Ballinderry's Dermot McGuckin and Glenswilly's Ruairi Crawford with Ciaran Bonner
Ballinderry's Dermot McGuckin and Glenswilly's Ruairi Crawford with Ciaran Bonner

Ballinderry will play St Vincents of Dublin on Saturday evening for a place in the 2014 All Ireland Club final. The loughshore club ended their Ulster title drought towards the tail end of last year and now meet the Leinster champions in Newry.

Manager Martin McKinless know’s his side will have to be a the top of their game if they want to progress against Dublin’s most successful side.

The Marino side were All Ireland champions as recently as 2008 and claimed a hard fought Leinster crown in November getting the better of Portlaoise in the final.

Having beaten Glenswilly and Kingdom Kerry Gael of London to reach this point, the Ballinderry supremo knows his side will have to up their performance level if they want to reach the final.

“The bar will have to be raised for St Vincents,” said McKinless.

“They’re a very strong side with some ex-Dublin players and some current Dublin players as well, like [Diarmuid] Connolly, [Ger] Brennan and Mossy Quinn. They’re a good side all round.

“They’ve been proving themselves, winning Dublin championships over this last number of years. They’ve lifted the bar that much more again and they’re now in an All Ireland semi-final, like ourselves. It’s all there for whoever wants it the most on the day.”

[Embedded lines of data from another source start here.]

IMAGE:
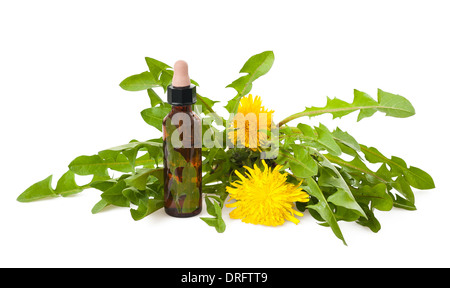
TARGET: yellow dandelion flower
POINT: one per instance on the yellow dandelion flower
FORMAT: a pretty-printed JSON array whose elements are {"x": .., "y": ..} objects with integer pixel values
[
  {"x": 248, "y": 127},
  {"x": 264, "y": 197}
]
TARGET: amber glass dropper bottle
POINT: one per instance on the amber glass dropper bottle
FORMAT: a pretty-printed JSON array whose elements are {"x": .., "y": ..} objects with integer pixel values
[{"x": 182, "y": 146}]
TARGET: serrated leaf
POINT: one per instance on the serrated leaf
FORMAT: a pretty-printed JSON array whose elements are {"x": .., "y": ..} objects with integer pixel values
[
  {"x": 256, "y": 66},
  {"x": 323, "y": 208},
  {"x": 114, "y": 195},
  {"x": 391, "y": 104},
  {"x": 326, "y": 139},
  {"x": 394, "y": 105},
  {"x": 377, "y": 195},
  {"x": 346, "y": 139},
  {"x": 415, "y": 177},
  {"x": 348, "y": 201},
  {"x": 302, "y": 165}
]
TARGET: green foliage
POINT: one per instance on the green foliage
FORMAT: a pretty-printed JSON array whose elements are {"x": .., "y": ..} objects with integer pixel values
[
  {"x": 332, "y": 167},
  {"x": 391, "y": 104},
  {"x": 255, "y": 67}
]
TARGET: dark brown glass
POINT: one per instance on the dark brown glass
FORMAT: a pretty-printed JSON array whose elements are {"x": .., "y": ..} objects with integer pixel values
[{"x": 182, "y": 197}]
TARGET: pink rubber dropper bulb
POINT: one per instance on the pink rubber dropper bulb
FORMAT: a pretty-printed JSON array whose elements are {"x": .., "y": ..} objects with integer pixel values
[{"x": 180, "y": 74}]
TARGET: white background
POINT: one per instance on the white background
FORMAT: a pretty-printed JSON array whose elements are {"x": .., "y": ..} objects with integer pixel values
[{"x": 60, "y": 66}]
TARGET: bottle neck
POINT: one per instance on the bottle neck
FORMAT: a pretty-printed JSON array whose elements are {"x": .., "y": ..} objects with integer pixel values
[{"x": 184, "y": 108}]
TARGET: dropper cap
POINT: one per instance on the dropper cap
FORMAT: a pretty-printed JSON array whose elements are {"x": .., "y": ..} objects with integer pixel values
[{"x": 181, "y": 92}]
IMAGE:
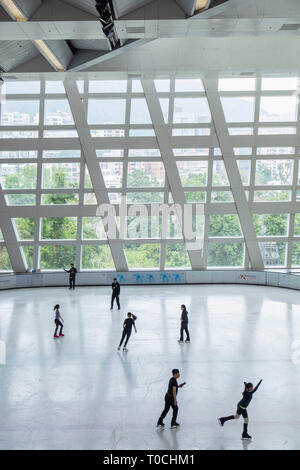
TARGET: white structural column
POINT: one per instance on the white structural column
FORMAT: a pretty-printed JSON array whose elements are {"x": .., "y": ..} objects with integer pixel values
[
  {"x": 162, "y": 135},
  {"x": 92, "y": 162},
  {"x": 10, "y": 237},
  {"x": 235, "y": 181}
]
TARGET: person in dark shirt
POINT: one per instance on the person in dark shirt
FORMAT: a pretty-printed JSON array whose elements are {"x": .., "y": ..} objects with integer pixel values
[
  {"x": 184, "y": 325},
  {"x": 115, "y": 293},
  {"x": 72, "y": 271},
  {"x": 127, "y": 327},
  {"x": 171, "y": 400},
  {"x": 242, "y": 408}
]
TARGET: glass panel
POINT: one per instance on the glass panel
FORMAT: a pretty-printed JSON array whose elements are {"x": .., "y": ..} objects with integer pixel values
[
  {"x": 191, "y": 152},
  {"x": 142, "y": 256},
  {"x": 60, "y": 175},
  {"x": 276, "y": 130},
  {"x": 57, "y": 113},
  {"x": 278, "y": 108},
  {"x": 219, "y": 177},
  {"x": 237, "y": 84},
  {"x": 106, "y": 111},
  {"x": 59, "y": 198},
  {"x": 28, "y": 255},
  {"x": 92, "y": 228},
  {"x": 191, "y": 110},
  {"x": 19, "y": 154},
  {"x": 226, "y": 225},
  {"x": 20, "y": 199},
  {"x": 54, "y": 87},
  {"x": 61, "y": 153},
  {"x": 244, "y": 167},
  {"x": 268, "y": 196},
  {"x": 18, "y": 176},
  {"x": 238, "y": 109},
  {"x": 193, "y": 173},
  {"x": 225, "y": 254},
  {"x": 96, "y": 257},
  {"x": 112, "y": 174},
  {"x": 107, "y": 86},
  {"x": 59, "y": 228},
  {"x": 5, "y": 264},
  {"x": 162, "y": 85},
  {"x": 144, "y": 198},
  {"x": 57, "y": 256},
  {"x": 107, "y": 132},
  {"x": 277, "y": 172},
  {"x": 143, "y": 153},
  {"x": 24, "y": 228},
  {"x": 270, "y": 224},
  {"x": 194, "y": 84},
  {"x": 145, "y": 174},
  {"x": 139, "y": 113},
  {"x": 177, "y": 256},
  {"x": 191, "y": 131},
  {"x": 19, "y": 113},
  {"x": 273, "y": 253},
  {"x": 279, "y": 83},
  {"x": 115, "y": 153},
  {"x": 21, "y": 87}
]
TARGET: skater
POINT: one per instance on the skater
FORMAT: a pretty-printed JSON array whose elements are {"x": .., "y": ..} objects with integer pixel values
[
  {"x": 171, "y": 400},
  {"x": 242, "y": 408},
  {"x": 58, "y": 322},
  {"x": 72, "y": 271},
  {"x": 184, "y": 325},
  {"x": 115, "y": 293},
  {"x": 127, "y": 327}
]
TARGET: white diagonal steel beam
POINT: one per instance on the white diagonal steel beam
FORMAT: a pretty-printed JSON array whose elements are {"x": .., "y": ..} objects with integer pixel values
[
  {"x": 10, "y": 238},
  {"x": 235, "y": 181},
  {"x": 92, "y": 162},
  {"x": 162, "y": 135}
]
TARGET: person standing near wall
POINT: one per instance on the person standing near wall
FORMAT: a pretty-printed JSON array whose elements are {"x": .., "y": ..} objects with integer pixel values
[
  {"x": 184, "y": 325},
  {"x": 116, "y": 289},
  {"x": 72, "y": 275}
]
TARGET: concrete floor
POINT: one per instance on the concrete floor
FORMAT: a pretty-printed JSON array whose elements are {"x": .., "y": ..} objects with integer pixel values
[{"x": 79, "y": 392}]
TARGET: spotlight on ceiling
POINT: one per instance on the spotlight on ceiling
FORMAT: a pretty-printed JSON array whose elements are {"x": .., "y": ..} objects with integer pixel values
[{"x": 107, "y": 17}]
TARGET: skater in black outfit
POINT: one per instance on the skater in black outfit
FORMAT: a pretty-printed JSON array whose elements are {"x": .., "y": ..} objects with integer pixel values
[
  {"x": 115, "y": 293},
  {"x": 58, "y": 322},
  {"x": 171, "y": 400},
  {"x": 127, "y": 327},
  {"x": 242, "y": 408},
  {"x": 184, "y": 325},
  {"x": 72, "y": 271}
]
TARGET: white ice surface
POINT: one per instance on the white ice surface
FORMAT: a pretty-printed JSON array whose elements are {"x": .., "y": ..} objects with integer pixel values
[{"x": 79, "y": 392}]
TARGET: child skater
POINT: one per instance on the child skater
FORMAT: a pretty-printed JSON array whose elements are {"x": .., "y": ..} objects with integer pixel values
[
  {"x": 184, "y": 325},
  {"x": 242, "y": 408},
  {"x": 58, "y": 322},
  {"x": 127, "y": 327}
]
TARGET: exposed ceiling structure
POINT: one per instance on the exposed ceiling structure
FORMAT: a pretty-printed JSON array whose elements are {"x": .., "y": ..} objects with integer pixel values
[{"x": 50, "y": 36}]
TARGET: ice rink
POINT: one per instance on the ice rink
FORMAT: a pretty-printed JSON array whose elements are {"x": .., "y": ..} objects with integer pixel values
[{"x": 79, "y": 392}]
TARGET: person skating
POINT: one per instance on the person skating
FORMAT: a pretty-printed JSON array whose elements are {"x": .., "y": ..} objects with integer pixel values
[
  {"x": 116, "y": 289},
  {"x": 171, "y": 400},
  {"x": 242, "y": 408},
  {"x": 184, "y": 325},
  {"x": 127, "y": 327},
  {"x": 72, "y": 271},
  {"x": 58, "y": 322}
]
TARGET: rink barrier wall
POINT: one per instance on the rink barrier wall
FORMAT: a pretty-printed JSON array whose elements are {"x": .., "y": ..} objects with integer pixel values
[{"x": 61, "y": 279}]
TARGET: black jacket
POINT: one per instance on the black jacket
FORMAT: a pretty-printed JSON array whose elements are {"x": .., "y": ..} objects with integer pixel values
[
  {"x": 247, "y": 396},
  {"x": 116, "y": 288}
]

McKinless admits that the long break between games has proven difficult for his side.

“We’ve had an eight or a nine week break now from the game in London and that’s a long time to try and keep players focussed.

“After the game we took a two week break and we came back we thought things were going to be the same as they normally were.

“We’ve had things after Christmas, things that we didn’t expect. We’re over that there and over the last four or five weeks things have been going well.”

The Ballinderry manager was delighted to have finally gotten this far but now he’s hoping his players can push on.

“It was our third time in an Ulster final and for the players themselves it was nice to win it.

“We’ve been there the last three years and won three Derry championships over the last three years, so it was nice to win it for the players, they put in an awful lot of hard work.

“A lot of people turn up on a championship day, go home and have a cup of tea in the evening.

“But we’re out here three nights a week putting in a lot of hard work. They deserve what they’ve got so far and now we can push on.”